La Presse Anarchiste

L’orme

Le gein­dre, un her­cule, sor­tit de la boulan­gerie, por­tant sous le bras le pain qui entrait pour une part dans son salaire quotidien.

Il mar­cha, suiv­ant l’avenue, dans l’aube louche du petit matin d’hiver, croisant de temps à autre des ouvri­ers qui se rendaient aux usines.

Il allait s’engager dans une rue, lorsqu’un nain bizarre, vêture soignée, mains blanch­es, regard fuyant, et qui sem­blait, depuis quelques min­utes guet­ter son pas­sage empoigna son pain et le lui enleva.

Un phénomène étrange se pro­duisit. L’hercule se mit à trem­bler de tout son corps, tant le nain parais­sait lui inspir­er de crainte et, eût-on dit, mal­gré son vol, de respect.

Toute­fois, s’étant un peu res­saisi, il com­mença à invec­tiv­er timide­ment le nain, qui était allé s’installer com­mod­é­ment sur un banc et ingur­gi­tait des bouchées de pain en souri­ant ironiquement.

Les cris du volé avaient attiré la foule qui, une fois n’est pas cou­tume, s’abstenait d’assommer le voleur.

C’était peut-être parce que celui-ci n’était pas un voleur ordi­naire, un loque­teux, et qu’il avait du culot.

C’était peut-être aus­si parce que la dis­pro­por­tion des forces des deux adver­saires était telle qu’on jugeait que le grand pou­vait facile­ment ren­tr­er en pos­ses­sion de son pain s’il le voulait.

C’était peut-être pour cela, à moins que ce ne fût pour une autre rai­son : l’âme des foules est si complexe !

– Oui, affir­ma l’hercule, tu sais bien que tu n’as pas le droit de me pren­dre mon pain… Tu n’en avais pas le droit, misérable !

Le nain con­tin­u­ait de s’empiffrer et ne s’arrêtait que pour ricaner, cyniquement.

– Tu crois, ripos­ta-t-il, en tout cas j’en ai eu la force.

C’était ridicule­ment drôle. On rit.

Mais l’hercule n’avait sans doute pas com­pris, puisqu’il affir­ma de nou­veau, en s’adressant à l’auditoire :

– Il fau­dra bien qu’il me rende mon pain, car j’ai le droit pour moi.

Un homme se détacha de la foule et lui dit :

– T’as pour­tant l’air costaud, tu pour­rais bien lui repren­dre ton pain toi-même… et tout de suite, sans quoi il va le bouf­fer jusqu’au croûton.

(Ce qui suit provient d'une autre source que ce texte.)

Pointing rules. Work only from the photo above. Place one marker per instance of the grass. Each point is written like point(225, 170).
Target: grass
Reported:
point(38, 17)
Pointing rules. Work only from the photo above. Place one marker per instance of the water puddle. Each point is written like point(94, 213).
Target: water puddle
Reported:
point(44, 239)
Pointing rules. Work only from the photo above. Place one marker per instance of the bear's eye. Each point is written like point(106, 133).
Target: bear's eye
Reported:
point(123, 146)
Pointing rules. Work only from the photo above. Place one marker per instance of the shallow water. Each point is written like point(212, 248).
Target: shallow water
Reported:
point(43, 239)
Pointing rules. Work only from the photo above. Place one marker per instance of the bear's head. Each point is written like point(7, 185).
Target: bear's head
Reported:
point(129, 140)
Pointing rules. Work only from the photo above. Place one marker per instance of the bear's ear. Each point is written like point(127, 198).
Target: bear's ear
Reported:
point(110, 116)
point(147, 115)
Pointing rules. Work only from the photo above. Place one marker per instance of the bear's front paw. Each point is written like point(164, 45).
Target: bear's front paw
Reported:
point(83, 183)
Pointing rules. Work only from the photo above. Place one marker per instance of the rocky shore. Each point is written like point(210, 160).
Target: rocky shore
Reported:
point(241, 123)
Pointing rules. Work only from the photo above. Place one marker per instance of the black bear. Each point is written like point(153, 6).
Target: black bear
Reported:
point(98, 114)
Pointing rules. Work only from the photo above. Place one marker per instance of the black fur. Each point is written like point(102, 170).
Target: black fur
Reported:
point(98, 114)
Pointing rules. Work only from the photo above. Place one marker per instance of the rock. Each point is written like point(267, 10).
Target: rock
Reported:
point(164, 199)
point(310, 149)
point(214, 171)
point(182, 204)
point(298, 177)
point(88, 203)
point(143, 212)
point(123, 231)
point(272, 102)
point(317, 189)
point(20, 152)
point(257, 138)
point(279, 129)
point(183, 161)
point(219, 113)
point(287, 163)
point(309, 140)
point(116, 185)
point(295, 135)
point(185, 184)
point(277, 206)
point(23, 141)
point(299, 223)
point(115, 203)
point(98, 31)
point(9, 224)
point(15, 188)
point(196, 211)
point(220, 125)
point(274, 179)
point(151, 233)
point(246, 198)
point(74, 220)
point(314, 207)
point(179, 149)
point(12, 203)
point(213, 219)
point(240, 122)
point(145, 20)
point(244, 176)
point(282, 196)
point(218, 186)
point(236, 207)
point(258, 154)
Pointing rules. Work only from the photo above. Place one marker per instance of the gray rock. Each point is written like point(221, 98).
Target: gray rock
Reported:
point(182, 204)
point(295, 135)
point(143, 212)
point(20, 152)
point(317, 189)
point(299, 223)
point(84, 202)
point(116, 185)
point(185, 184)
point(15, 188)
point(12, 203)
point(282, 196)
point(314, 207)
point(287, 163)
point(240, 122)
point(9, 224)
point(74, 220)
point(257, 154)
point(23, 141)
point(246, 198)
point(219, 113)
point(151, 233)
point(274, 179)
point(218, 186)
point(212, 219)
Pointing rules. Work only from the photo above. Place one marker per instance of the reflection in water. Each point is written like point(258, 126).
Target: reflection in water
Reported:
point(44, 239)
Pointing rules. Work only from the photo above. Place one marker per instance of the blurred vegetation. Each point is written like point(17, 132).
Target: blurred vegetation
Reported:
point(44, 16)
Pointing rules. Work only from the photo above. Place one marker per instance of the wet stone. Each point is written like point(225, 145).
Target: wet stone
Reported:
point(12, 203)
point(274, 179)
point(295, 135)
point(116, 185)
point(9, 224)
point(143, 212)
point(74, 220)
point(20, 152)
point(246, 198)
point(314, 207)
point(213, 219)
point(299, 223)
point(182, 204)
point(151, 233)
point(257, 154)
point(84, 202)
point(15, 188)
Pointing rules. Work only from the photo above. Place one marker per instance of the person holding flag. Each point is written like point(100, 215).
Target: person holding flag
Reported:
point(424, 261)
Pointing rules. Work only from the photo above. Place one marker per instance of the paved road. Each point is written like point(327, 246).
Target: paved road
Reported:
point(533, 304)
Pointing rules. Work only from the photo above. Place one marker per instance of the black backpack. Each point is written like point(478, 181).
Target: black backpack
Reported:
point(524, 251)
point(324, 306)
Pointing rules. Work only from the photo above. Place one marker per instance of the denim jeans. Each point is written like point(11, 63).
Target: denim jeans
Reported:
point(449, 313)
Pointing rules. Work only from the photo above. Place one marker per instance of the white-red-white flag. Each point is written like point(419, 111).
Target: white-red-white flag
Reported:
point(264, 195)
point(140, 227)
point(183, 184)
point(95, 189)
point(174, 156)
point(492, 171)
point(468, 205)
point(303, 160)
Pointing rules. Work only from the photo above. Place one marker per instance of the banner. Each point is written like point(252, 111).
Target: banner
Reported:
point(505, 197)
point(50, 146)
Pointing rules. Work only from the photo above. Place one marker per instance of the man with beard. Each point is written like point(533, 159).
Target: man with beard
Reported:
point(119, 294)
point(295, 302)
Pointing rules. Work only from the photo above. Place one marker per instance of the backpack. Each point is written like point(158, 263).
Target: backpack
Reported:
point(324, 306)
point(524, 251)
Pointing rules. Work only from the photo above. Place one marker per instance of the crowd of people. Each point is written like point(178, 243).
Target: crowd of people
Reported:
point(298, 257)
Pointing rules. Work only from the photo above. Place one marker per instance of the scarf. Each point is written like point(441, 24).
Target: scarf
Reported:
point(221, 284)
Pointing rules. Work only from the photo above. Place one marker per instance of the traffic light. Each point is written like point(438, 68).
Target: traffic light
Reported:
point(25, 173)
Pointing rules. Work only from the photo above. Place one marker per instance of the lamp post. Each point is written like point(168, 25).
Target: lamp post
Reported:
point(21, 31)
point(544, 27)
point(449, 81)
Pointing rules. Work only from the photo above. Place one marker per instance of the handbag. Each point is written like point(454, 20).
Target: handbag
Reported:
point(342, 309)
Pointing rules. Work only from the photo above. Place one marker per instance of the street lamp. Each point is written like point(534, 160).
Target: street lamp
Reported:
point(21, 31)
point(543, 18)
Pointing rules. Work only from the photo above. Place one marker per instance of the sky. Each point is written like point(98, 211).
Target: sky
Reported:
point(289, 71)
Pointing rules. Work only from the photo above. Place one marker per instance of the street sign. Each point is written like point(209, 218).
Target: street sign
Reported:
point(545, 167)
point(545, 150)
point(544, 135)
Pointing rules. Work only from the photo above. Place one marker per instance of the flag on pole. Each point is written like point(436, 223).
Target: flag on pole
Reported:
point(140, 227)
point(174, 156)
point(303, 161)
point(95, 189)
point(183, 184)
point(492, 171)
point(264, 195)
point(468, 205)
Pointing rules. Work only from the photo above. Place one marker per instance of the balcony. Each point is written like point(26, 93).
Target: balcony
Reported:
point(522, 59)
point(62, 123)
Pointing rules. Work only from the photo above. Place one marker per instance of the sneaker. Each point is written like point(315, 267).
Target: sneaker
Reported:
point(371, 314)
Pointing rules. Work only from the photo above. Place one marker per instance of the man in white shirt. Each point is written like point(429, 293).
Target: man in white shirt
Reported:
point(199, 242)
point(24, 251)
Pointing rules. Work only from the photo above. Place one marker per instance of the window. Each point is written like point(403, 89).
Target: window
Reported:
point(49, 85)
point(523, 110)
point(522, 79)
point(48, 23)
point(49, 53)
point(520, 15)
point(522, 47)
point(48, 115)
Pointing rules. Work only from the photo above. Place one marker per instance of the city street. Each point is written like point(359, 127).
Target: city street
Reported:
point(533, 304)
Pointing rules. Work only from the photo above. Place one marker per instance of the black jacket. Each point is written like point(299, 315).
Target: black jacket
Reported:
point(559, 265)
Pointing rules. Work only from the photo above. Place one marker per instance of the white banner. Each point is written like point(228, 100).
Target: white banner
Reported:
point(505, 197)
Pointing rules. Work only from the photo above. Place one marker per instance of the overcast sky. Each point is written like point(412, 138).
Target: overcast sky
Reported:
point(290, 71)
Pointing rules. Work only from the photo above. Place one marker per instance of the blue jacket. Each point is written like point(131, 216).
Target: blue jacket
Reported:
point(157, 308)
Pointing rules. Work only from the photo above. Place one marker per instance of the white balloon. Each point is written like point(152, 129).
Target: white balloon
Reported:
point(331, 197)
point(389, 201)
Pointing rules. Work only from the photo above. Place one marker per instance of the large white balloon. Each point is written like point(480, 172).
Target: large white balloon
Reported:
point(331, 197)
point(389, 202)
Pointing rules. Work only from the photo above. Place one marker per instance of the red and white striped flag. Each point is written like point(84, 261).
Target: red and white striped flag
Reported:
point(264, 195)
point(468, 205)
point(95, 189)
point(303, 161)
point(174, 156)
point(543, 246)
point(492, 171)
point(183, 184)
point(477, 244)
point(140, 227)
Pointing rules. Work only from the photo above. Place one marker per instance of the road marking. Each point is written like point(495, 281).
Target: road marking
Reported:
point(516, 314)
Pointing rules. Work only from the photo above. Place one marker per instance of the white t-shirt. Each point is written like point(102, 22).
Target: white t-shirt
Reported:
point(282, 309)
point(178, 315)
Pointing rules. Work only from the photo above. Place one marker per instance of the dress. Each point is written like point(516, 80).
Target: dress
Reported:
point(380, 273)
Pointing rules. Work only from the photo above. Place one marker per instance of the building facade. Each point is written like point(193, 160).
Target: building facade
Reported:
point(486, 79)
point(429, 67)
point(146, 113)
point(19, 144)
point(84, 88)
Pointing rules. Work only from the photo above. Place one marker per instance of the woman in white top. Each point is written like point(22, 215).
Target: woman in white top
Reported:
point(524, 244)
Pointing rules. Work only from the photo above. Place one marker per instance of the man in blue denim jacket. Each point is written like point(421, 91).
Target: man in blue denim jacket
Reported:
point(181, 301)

– Ah ! répon­dit le gein­dre, et depuis quand un hon­nête homme, un bon citoyen se fait-il jus­tice soi-même, par la force ?

– C’est pas une rai­son pour que tu ne com­mences pas. Prends mod­èle sur ton nabot, mon vieux : c’est comme ça qu’il opère, lui.

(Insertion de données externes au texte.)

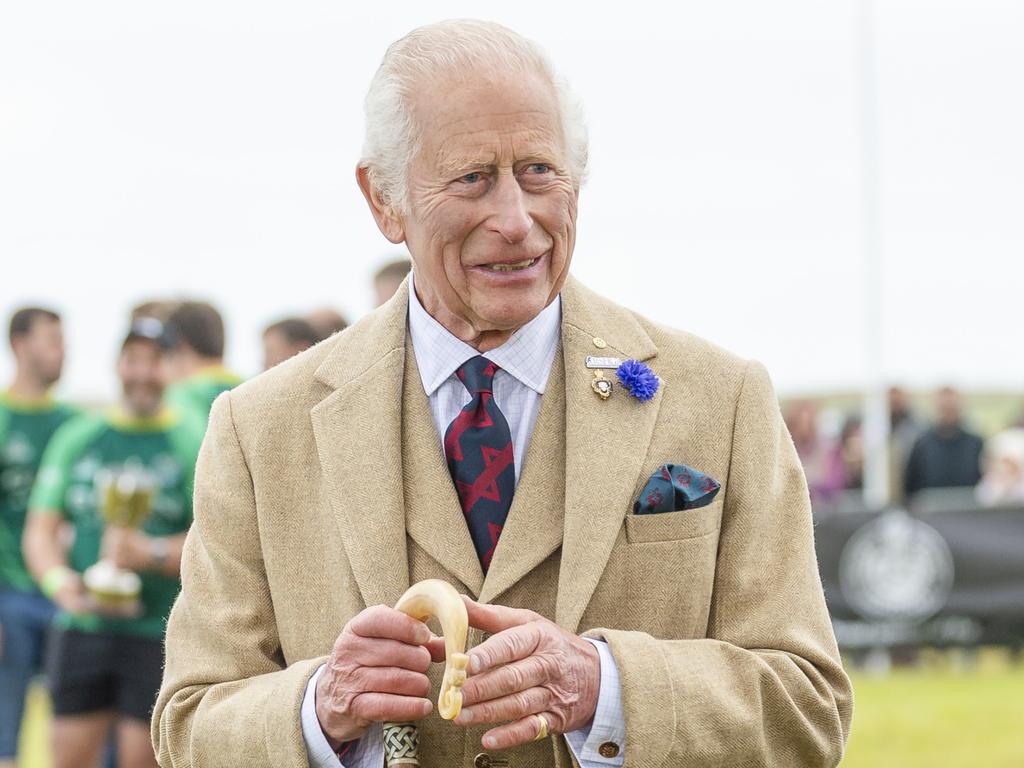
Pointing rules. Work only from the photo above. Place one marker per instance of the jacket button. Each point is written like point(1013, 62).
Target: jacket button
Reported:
point(608, 750)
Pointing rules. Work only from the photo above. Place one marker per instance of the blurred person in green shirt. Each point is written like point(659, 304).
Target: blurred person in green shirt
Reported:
point(104, 667)
point(29, 417)
point(194, 340)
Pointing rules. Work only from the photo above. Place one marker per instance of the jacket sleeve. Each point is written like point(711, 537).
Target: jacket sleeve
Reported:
point(766, 686)
point(227, 697)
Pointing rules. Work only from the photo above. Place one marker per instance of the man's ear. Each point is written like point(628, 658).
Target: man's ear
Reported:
point(386, 217)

– Non, non, hurla la foule ; qui, elle aus­si, n’était pas ordinaire.

C’était, en effet, une foule mod­ern style, qui avait envoyé pour faire ses affaires au Par­lement un « sol­dat du Droit ».

– Non, non, on ne doit pas se faire jus­tice soi-même.
– Tas de poires, dit l’homme, révolté, lais­sez-moi faire rende au moins le restant de son pain à cet idiot, Il crève de faim pen­dant que ce feignant-là mange le pain qu’il a fait.

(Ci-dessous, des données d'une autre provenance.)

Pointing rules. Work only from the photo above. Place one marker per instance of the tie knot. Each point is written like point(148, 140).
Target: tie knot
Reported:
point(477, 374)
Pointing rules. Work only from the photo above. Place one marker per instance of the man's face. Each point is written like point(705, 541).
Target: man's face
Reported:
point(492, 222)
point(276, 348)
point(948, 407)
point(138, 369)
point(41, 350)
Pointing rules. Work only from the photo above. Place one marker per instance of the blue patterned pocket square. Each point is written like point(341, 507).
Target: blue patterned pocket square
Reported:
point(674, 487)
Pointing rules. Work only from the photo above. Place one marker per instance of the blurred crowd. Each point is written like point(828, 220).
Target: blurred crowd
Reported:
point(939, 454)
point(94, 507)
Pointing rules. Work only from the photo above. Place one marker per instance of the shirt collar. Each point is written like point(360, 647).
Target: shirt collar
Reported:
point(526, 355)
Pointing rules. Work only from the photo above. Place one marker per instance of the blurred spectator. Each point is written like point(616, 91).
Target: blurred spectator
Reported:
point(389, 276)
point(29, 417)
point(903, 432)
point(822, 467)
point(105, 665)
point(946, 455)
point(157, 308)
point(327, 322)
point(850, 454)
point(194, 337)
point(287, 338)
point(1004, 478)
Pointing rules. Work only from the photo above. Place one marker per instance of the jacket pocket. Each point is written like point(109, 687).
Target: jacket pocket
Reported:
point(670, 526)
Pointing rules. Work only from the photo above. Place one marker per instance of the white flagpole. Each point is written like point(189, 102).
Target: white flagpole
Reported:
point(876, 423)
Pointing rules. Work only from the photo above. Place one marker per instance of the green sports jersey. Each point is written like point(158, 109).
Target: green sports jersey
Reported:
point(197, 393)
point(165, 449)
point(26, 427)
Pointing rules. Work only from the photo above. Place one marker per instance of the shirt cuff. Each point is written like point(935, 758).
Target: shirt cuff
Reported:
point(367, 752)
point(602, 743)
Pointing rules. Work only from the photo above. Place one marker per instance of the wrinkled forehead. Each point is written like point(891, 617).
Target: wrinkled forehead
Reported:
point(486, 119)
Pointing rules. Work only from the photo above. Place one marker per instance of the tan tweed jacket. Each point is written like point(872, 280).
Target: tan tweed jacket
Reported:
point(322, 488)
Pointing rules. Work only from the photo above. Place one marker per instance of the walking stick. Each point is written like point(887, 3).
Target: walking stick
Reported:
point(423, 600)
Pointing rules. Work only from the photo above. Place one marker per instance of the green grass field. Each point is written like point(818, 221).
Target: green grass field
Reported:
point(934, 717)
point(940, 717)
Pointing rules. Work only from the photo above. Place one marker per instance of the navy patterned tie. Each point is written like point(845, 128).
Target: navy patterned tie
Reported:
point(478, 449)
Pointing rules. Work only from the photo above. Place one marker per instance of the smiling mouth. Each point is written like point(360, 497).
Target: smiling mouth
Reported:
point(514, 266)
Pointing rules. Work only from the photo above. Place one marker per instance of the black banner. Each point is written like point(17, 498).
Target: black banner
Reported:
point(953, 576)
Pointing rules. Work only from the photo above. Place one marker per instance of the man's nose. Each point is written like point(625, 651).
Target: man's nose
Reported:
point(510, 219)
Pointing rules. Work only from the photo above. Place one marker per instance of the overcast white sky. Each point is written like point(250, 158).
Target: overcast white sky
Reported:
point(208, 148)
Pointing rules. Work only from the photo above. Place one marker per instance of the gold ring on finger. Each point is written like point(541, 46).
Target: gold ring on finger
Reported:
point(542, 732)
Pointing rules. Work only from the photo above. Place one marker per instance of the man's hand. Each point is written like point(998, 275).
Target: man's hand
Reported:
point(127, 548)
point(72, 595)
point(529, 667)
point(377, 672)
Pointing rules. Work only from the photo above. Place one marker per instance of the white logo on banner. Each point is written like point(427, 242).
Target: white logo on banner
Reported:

Mais un groupe de « courageux citoyens » le main­te­naient en place. La foule deve­nait houleuse. On On traitait l’homme d’anarchiste ; de-ban­dit, de sauvage. Des faces con­ges­tion­nées crachaient l’injure, des poings se lev­aient sur lui, qui tenait tête à la meute.

Cepen­dant, le nain, qui avait « de l’estomac », avait totale­ment absorbé le pain ; puis, à la faveur du tumulte, il avait décam­pé. Le gein­dre s’assit sur le banc qu’avait quit­té l’autre et grommela :

– Il n’avait pas le droit… non, pour sûr, il ne l’avait pas, le droit… Il y a pour­tant une Justice.

L’anarchiste, qui s’en allait avec une moue de dégoût, lui cracha :

– Lâche imbé­cile, tu ne mérites pas mieux.

D’un dernier regard, il envelop­pa la scène : le banc était ombragé par un orme, sous lequel l’hercule attendait, patiem­ment, la Justice.